Date: 2009-08-19 09:23 pm (UTC)
juli: 21 Novinskiy (america)
From: [personal profile] juli
The defense that I saw of the policy suggested that if there was a mismatch you'd get secondary screening. They obviously haven't thought this through since they have a policy of using same-gender/sex screeners for secondary screening — which field will they defer to? Well, I suppose that we know the answer. Which is perhaps a good opening to say "while I do not care about the gender/sex of my screener, as it is TSA policy to use same-gender screeners and I identify as male I would prefer a male screener". And that would be brilliant if it were actually a way to be heard, but we both know how much human decency there is available at the average TSA checkpoint when it comes to dealing with transpeople, and how deaf the ears are that hear about such complaints.
Edited Date: 2009-08-19 09:23 pm (UTC)

(no subject)

Date: 2009-08-19 10:51 pm (UTC)
elladisenchanted: (Default)
From: [personal profile] elladisenchanted
The defense that I saw of the policy suggested that if there was a mismatch you'd get secondary screening.

...well isn't that fucking lovely? *shudder*

(no subject)

Date: 2009-08-19 11:01 pm (UTC)
juli: hill, guardrail, bright blue sky (Default)
From: [personal profile] juli
Yep!

I hope all of this is rushed through and the databases badly-modified and one can craft CGI parameters to put an 'X' or something. That would be a joyous thing. I would be willing to pay full fare and be entirely loyal to an airline that was willing to file an 'X'.

(no subject)

Date: 2009-08-19 09:29 pm (UTC)
sethg: picture of me with a fedora and a "PRESS: Daily Planet" card in the hat band (Default)
From: [personal profile] sethg
And if the gender marker is supposed to denote whether the bearer appears more masculine than feminine, or appears more feminine than masculine,

I now have this vision of government-issued ID that labels the bearer as "butch" or "femme".

(no subject)

Date: 2009-08-19 09:37 pm (UTC)
sethg: picture of me with a fedora and a "PRESS: Daily Planet" card in the hat band (Default)
From: [personal profile] sethg
...and of course, if you have "clone" written in that space, all of the other descriptive characteristics can be left out.

(no subject)

Date: 2009-08-19 09:34 pm (UTC)
etb: (distress)
From: [personal profile] etb
"TSA determined that mandating the provision of the additional data elements of date of birth and gender would greatly reduce the number of passengers misidentified as a match to the watch list."
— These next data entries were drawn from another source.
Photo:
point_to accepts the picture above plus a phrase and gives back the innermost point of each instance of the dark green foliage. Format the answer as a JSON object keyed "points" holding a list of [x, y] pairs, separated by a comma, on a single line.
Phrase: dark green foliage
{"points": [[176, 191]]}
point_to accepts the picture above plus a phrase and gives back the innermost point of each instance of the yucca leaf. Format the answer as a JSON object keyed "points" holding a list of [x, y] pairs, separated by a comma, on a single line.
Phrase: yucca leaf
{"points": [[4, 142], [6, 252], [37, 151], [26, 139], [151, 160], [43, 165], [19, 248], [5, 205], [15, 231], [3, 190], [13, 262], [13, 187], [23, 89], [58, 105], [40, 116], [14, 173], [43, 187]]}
So if you're on the watch list, changing the gender marker gets you off the list? Copters.

(no subject)

Date: 2009-08-20 01:52 am (UTC)
yam: (Default)
From: [personal profile] yam
I just booked a flight out of Vancouver, and was asked to enter my gender. I don't know if this is peculiar to the carrier I chose (Alaska) or if all US airlines will do this regardless of whether you're departing from the US. At least at YVR you would be screened by CATSA instead of TSA. They're less confrontational / arrogant, in my experience anyway, but I've mostly had extra screenings of my luggage, not my person with both agencies, so I'm not sure how relevent that is. It's not clear to me whether they would get the TSA-mandated gender information from the airline or not, or whether they would do anything about it.

(no subject)

Date: 2009-08-20 03:03 am (UTC)
etb: Canadian flag (canadian flag)
From: [personal profile] etb
IME, entering gender/date of birth (and passport number) is standard for air (and rail) travel between the US and Canada—for the border agencies. Any Alaska plane from YVR is going to the US (only Canadian airlines are allowed to operate domestic Canadian flights, as only US airlines are allowed to operate domestic US flights), so that could be why you were asked.

Tim: if your funder allows codeshare flights, Air Canada codeshares with United.

Redress

Date: 2009-08-20 03:32 pm (UTC)
lorena: (fireflies)
From: [personal profile] lorena
This press release mentions redress but I don't see why folks can't contact them ahead of time to ask/discuss thus.